Beauty pageant titleholder and activist

Shriya Boppana (born January 8, 1999) is an Indian-American beauty pageant titleholder, award-winning activist, and on-air personality who was crowned as the winner of Miss India America 2020, Miss Grand US Virgin Islands 2024, and Miss Grand India USA 2025. Boppana is a broadcast journalist formerly at WDCA (locally known as "FOX 5 Plus") in Washington, D.C. and a consulting analyst at Accenture.

== Early life ==
Boppana was born in Hyderabad, Telangana to a Telugu family. Her great-grandparents were freedom fighters. Lingaya Gadde, who went to jail multiple times while taking part in the 1923 Civil Disobedience, Flag Satyagraha, and Quit India Movement. Boppana's father served as a marine engineer in the United States Marine Corps.

She was raised in Herndon, Virginia. She graduated from Herndon High School in 2017, and later received a bachelor's degree in Business Administration from Carnegie Mellon University in 2021. In May 2026, she graduated from Duke University's Fuqua School of Business with her Master of Business Administration as a Forte Foundation Fellow and a Fuqua Impact Scholar.

== Pageantry ==
In September 2020, Boppana placed 1st Runner Up at Miss India DC 2020 and was later awarded Miss India America 2020 with a high-point interview award for perfect scores from all judges.

In August 2022, Boppana placed 1st Runner Up at Miss Earth DC 2022 with a high-point interview award for perfect scores from all judges.

On 25 March 2024, Boppana placed 1st Runner Up at Miss Grand US Virgin Islands 2024, preliminary to Miss Grand International, also winning Miss Grand Smile, Miss Grand Congeniality 2nd Runner Up, and highest interview score.

In May 2024, Boppana declined the title of Miss Cosmo US Virgin Islands 2024 to pursue her MBA at Duke University's Fuqua School of Business.

In April 2025, Boppana was announced as the winner of Miss Grand India USA 2025.

== Advocacy ==
In 2021, Boppana founded Becoming A Voice, a resource creation center for gender and sex crime advocacy content.
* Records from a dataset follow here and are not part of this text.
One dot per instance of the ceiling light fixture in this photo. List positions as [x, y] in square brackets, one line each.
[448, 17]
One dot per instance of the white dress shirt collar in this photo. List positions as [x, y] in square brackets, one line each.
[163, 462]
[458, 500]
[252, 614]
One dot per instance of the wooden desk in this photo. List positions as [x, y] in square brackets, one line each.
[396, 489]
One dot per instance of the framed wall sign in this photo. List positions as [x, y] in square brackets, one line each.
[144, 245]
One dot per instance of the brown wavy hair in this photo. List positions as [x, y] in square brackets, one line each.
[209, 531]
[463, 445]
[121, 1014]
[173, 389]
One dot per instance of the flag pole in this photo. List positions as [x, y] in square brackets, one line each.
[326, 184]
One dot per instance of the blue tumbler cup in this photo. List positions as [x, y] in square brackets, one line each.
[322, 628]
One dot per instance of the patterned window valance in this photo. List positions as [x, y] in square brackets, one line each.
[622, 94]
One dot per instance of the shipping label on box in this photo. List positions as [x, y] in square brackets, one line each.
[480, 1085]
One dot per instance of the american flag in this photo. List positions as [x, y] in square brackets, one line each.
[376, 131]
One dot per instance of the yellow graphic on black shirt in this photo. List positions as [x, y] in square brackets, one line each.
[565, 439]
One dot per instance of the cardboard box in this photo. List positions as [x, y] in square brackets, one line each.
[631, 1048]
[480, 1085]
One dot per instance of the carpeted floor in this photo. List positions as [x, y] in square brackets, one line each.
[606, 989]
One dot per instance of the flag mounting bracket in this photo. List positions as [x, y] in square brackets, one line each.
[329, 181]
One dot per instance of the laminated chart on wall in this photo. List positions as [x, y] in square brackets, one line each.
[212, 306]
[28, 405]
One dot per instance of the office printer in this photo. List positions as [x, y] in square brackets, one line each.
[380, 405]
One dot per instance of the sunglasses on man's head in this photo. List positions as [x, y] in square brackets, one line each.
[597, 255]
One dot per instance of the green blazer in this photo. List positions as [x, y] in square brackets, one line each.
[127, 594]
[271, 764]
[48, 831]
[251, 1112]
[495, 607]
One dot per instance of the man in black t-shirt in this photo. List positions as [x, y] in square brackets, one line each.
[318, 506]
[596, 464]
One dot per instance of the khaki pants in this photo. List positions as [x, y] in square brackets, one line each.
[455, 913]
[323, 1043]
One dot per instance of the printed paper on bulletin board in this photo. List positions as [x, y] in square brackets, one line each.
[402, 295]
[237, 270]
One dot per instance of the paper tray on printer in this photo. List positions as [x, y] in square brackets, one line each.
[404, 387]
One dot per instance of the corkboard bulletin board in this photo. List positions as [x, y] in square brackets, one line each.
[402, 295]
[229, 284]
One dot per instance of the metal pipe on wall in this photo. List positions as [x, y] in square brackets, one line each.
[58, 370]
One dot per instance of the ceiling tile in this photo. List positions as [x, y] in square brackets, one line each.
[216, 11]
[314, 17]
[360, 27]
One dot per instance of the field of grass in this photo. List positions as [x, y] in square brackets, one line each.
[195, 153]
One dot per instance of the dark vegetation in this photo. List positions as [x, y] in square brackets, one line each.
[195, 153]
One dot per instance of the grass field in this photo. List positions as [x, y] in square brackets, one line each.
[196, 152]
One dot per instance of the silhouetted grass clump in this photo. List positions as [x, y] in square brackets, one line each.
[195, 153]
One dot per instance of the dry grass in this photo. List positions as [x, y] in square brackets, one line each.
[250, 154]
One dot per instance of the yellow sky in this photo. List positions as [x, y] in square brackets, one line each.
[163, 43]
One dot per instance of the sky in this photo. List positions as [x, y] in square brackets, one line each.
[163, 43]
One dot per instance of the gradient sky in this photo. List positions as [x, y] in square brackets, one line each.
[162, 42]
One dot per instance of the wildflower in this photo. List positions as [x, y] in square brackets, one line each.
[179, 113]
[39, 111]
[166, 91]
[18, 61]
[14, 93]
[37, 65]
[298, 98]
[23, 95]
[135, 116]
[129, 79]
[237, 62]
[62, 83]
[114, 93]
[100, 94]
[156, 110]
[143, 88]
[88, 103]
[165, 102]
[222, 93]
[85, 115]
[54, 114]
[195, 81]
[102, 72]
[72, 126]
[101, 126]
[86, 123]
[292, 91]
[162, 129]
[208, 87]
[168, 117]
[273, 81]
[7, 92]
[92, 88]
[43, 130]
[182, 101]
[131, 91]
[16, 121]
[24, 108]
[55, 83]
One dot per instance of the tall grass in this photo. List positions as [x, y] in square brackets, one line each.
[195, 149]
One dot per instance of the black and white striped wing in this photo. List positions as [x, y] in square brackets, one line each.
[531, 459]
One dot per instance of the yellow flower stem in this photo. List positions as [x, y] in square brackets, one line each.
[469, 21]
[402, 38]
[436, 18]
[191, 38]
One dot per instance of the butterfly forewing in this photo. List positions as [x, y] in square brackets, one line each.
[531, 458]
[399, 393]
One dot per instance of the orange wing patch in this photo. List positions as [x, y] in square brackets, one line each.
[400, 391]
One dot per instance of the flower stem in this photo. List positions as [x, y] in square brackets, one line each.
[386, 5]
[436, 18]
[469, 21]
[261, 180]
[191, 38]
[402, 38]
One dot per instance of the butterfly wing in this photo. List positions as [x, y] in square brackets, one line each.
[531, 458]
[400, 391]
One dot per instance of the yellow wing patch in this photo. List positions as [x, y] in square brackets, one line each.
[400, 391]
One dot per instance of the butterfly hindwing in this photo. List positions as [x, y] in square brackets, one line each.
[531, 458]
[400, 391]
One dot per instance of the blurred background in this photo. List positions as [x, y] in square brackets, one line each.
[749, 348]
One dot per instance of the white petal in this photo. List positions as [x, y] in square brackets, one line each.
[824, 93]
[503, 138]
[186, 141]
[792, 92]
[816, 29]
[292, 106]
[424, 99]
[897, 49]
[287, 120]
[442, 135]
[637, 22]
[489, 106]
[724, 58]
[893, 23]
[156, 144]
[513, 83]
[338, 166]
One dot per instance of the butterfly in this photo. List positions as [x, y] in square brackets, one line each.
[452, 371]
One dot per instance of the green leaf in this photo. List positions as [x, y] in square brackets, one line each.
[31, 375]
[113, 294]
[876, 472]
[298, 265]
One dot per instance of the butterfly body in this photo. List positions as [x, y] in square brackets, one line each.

The organization holds sexual health education workshops in India and Nepal and provides resources and support to survivors of sex trafficking and sexual assault.

In April 2021, Boppana became a student speaker for TedXCMU and presented a TedX talk delving into media's role in perpetuating gender stereotypes and imbalance.

On 14 May 2021, Boppana was a featured student speaker thanking educators nationwide at Her Campus' 2021 graduation ceremony, Cheer to the Future.

In June 2021, Boppana was invited to host a panel on gender-based violence in media at the United Nations Foundation's Girl Up 2021 Leadership Summit.

Boppana served as a Global Youth Ambassador for She's The First in 2021.

As of October 2021, Boppana joined Indian child sexual assault prevention organization, Bachpan Save the Innocence, on the facilitation and design team. With the organization, Boppana has educated 3,200 individuals at approximately 60 orphanages, schools and colleges with 10 different programs detailing safe and unsafe touch, consent and puberty, digital safety, cybercrime, sexual abuse and trafficking as of February 2, 2022.

On December 5, 2023, Boppana made the Forbes 30 Under 30 list for the inaugural Austin edition as an activist and TV personality.

In October 2024, Boppana hosted a panel on girls' education rights at the United Nations Foundation's Girl Up 2024 Global Leadership Summit alongside Diana award winner, Muzhda Akbari, and STEM activist, Elisa Torres Durney.

On March 11, 2025, Carnegie Mellon University released its annual Tartans on the Rise list which recognized Boppana as an Anti-sex Trafficking Activist highlighting her as "fighting for Gender and Sexual Justice Around the World."

== On-Air personality ==
'Becoming A Voice with Shriya Boppana' produced by Global Television Networks first aired on the show Capital Forum on WDCA (locally known as "FOX 5 Plus") in 2021.

August 9, 2022, Boppana appears in The Wall Street Journals 'Future View' Snapchat series episode on the pros and cons of the death penalty.

On 3 August 2021, Boppana was featured in an episode of WJLA (locally known as "ABC 7 News") 'Future Leaders of America.'

On 5 November 2024, Boppana made her TV9 debut covering the 2024 United States Presidential Election on TV9 Telugu in India and the TV9 USA YouTube Channel.